ALIEN LIFE & EXOPLANETS The Most Horrific Alien Planets In Our Galaxy p2

I SEE BRIGHT DANCING GHOSTS... EVERYWHERE
"I see dead people," said Haley Joel Osment in the 1999 ghost film The Sixth Sense when he broke the news to Bruce Willis that he has a rather unhealthy habit of seeing... well... dead people. [Spoiler!] It turned out that Willis was also one of those dead people.
Now, combine this with ancient folklore that said the aurora was in fact dancing souls of the dead (forget the aurora is, in reality, a beautiful side-effect of solar plasma raining through the upper atmosphere) and what do you get? We see dead people too! (It's a stretch, I know.)
So, if the aurora is interpreted as the souls of the dead, spare a thought for what you'd see if you lived on an exoplanet with a global magnetic field, orbiting close to its host star.
Scientists think that closely-orbiting "hot Jupiters" will experience awesome auroral displays as plasma from their nearby star floods their atmospheres.

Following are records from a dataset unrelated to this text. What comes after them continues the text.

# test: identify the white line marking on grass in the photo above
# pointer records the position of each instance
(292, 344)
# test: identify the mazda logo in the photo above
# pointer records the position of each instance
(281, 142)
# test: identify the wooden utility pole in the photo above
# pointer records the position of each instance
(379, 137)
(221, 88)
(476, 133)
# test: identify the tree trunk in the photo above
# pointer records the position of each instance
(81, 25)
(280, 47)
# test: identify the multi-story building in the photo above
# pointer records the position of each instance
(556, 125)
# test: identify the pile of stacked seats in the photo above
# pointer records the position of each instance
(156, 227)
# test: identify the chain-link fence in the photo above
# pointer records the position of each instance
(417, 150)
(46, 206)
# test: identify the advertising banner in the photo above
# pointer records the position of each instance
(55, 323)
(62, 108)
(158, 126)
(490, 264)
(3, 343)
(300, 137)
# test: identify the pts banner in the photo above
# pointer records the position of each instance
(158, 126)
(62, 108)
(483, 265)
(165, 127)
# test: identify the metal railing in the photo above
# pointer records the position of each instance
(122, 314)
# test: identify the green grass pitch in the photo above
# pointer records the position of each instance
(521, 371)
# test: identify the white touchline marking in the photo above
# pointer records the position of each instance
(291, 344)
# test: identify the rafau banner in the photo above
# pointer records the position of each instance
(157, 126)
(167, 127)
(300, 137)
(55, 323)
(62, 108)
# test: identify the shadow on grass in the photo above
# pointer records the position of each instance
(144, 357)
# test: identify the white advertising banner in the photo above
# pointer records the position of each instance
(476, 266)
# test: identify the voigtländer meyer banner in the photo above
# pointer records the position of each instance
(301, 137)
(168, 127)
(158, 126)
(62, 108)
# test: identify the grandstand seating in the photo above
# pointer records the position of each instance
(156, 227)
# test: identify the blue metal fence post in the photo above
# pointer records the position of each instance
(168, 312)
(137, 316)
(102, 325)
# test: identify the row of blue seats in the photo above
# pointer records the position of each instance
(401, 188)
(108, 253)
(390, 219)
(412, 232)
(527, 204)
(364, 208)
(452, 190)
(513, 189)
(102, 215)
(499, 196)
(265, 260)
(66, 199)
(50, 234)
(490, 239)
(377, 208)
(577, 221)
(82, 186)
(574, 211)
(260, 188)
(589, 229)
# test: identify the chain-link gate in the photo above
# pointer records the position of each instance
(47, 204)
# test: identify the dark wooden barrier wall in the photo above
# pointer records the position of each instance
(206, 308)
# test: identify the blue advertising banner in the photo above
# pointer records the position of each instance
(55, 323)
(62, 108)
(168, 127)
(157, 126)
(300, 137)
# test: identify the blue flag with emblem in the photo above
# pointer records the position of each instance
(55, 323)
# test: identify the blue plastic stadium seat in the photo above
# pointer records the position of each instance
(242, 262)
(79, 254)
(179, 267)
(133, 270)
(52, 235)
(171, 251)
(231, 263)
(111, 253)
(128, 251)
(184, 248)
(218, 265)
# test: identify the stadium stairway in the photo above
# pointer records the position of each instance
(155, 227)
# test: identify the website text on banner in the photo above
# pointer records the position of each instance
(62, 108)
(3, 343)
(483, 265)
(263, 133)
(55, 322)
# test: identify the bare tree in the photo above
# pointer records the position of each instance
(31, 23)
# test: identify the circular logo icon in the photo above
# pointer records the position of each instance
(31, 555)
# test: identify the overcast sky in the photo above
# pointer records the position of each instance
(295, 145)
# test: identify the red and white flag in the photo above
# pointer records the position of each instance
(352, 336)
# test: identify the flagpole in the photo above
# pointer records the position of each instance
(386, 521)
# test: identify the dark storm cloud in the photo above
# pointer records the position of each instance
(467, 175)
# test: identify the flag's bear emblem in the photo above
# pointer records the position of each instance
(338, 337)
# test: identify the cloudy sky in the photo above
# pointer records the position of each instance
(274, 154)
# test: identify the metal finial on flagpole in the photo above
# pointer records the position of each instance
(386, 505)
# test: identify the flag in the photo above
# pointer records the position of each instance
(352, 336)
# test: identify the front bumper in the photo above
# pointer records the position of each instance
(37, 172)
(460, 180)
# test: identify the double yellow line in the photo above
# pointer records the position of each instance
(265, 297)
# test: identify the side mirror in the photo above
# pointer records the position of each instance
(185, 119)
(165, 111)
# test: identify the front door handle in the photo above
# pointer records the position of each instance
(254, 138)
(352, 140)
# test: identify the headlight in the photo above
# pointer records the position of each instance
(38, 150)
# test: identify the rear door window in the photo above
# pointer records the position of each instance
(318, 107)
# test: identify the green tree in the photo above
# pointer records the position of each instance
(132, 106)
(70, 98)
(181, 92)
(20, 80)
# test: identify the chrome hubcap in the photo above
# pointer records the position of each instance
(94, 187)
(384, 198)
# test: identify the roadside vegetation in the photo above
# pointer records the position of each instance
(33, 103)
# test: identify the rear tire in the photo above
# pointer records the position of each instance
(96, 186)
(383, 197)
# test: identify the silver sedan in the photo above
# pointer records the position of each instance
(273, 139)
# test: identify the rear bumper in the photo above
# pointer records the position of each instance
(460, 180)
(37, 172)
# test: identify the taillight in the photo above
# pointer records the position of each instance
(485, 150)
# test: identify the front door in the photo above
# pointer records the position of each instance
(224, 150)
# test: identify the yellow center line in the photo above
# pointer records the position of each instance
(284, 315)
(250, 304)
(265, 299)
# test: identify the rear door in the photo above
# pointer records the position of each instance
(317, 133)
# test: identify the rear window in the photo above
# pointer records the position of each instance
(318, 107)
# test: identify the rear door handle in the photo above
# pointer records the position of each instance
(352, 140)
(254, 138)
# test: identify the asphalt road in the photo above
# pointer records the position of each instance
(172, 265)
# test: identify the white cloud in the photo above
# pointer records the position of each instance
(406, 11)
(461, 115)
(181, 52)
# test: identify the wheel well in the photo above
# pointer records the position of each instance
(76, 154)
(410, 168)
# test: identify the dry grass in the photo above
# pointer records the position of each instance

The result? Aurorae 100-1000 times brighter than the displays we see on Earth -- like ghosts dancing all over the planet.

LONER EXOPLANETS
Loners. Particularly weird loners with unpronounceable names. Carrying an axe. Hitchiking. Yep, that's scary -- a storyline that has been used for generations to scare the pants off cinema-goers.
So, what about loner exoplanets? There are thought to be loads of exoplanets out there, but a few of them are too small and too distant from their host stars to be detected by conventional telescopes. However, sometimes, astronomers get lucky and spot one of these extra-solar loners.
Take MOA-2009-BLG-266Lb for example. (Sounds like a weirdo, right?) It's a "super-Earth" that would normally orbit its star too far away to be spotted. But, with the help of general relativity, its 10-Earth mass bulk bends spacetime just enough to focus its star's light when seen from Earth. This is known as a "microlensing" event, and though rare, it can pick out tiny rocky worlds floating far from home.
And then there's the case of PSO J318.5-22 (pictured here) -- a free-floating exoplanet that appears to have lost its parent star all together. But then again, it might not be a planet at all, more of a "failed star." That moniker shouldn't give this lonely guy self esteem issues at all...
These exoplanetary loners may not be carrying an axe, but they do pose many questions as to how they evolved so far away from their stars (if they had stars in the first place, that is).

EXOPLANET GROWS A TAIL?
When Jeff Goldblum grew spiky hair and other weird fly-like appendages in the human-experimentation-gone-wrong horror movie The Fly, needless to say, his friends grossed out.
I'm sure exoplanet HD 209458b would sympathize with Goldblum's predicament. As it's orbiting close to its star, powerful stellar winds are stripping its atmosphere into space, creating a comet-like tail.
HD 209458b must be wondering why its exoplanet friends are pointing, nervously laughing and slowly backing away.